In Russian media, free speech for a select few
Coming to Putin's defense at yesterday's news conference in Slovakia were two reporters who belong to the Kremlin press pool. The first was Andrei Kolesnikov, a correspondent for Kommersant, a business newspaper owned by Putin critic Boris Berezovsky. But Kolesnikov just released two books about his time covering Putin that the Kremlin likes.
Kolesnikov challenged Bush, asserting that "it's impossible to call Russia or the U.S. fully democratic" and questioned Bush about the "enormous powers of the security services" in the United States that had resulted in "the private lives of citizens falling under the control of the government."
The second reporter, who questioned Bush's assertion that Russian media are not free, works for Interfax, a news service that often closely hews the state line. He asked Bush "about violations of the rights of journalists in the United States, about the fact that some journalists have been fired."
While he did not specify what he meant, Russian media several years ago highlighted the cases of a couple U.S. journalists at obscure news organs who lost jobs after criticizing Bush's post-Sept. 11 legislation. Bush noted that whenever reporters are fired in the United States, it is not by the government.
In Russia, on the other hand, Putin's Kremlin used a state-controlled company to take over the only independent television network, NTV. When the ousted NTV journalists started a new channel, TV-6, the state shut it down. When they tried again with a network called TVS, Putin's press minister yanked it off the air and replaced it with a sports channel.

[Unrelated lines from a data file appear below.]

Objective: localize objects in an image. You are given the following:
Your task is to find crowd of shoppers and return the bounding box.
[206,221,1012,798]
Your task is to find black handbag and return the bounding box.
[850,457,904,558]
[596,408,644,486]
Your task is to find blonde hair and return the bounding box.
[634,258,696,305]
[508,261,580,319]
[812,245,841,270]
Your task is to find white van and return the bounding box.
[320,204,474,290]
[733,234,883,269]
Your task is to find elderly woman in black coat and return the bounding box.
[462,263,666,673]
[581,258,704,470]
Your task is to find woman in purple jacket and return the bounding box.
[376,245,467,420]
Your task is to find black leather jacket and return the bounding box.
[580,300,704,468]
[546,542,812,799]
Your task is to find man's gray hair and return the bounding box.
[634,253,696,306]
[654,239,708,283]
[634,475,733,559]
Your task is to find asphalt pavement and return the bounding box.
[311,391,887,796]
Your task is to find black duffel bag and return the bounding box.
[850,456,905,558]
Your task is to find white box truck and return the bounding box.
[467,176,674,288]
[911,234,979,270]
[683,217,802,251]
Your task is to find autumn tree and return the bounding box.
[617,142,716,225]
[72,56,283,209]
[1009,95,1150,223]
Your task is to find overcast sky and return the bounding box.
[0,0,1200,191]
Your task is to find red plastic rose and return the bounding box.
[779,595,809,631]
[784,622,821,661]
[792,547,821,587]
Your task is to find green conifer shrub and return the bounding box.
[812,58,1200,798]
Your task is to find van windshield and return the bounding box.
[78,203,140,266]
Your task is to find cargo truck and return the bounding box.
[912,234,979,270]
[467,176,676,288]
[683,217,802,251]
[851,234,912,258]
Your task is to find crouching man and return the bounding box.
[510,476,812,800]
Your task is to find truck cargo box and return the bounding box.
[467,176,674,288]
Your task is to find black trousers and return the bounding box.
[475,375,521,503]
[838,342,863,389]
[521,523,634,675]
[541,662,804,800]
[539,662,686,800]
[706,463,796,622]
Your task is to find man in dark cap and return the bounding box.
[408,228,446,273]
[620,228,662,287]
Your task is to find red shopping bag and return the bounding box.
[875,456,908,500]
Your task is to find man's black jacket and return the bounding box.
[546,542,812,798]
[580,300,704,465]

The general manager installed at NTV after the Kremlin takeover was later fired when his coverage of the Moscow theater siege in 2002 angered Putin. Then NTV's most independent remaining hosts, Leonid Parfyonov and Savik Shuster, were taken off the air after the government bristled at their talk shows. Shuster's show was called "Freedom of Speech."
Kolesnikov's predecessor at Kommersant, Yelena Tregubova, was kicked out of the Kremlin press pool because, she said, she would not follow official instructions. She later wrote a tell-all book that peeved the Kremlin. When Parfyonov interviewed her for NTV, the segment was yanked after it had already aired in eastern time zones. When a small bomb exploded outside her apartment door last year, Tregubova fled the country.
If Bush does not trust the Russian press to get the story of yesterday's news conference right, he can at least go to the Kremlin's own Web site. On it was posted a transcript of the joint news conference. Only all of Bush's statements and answers were deleted.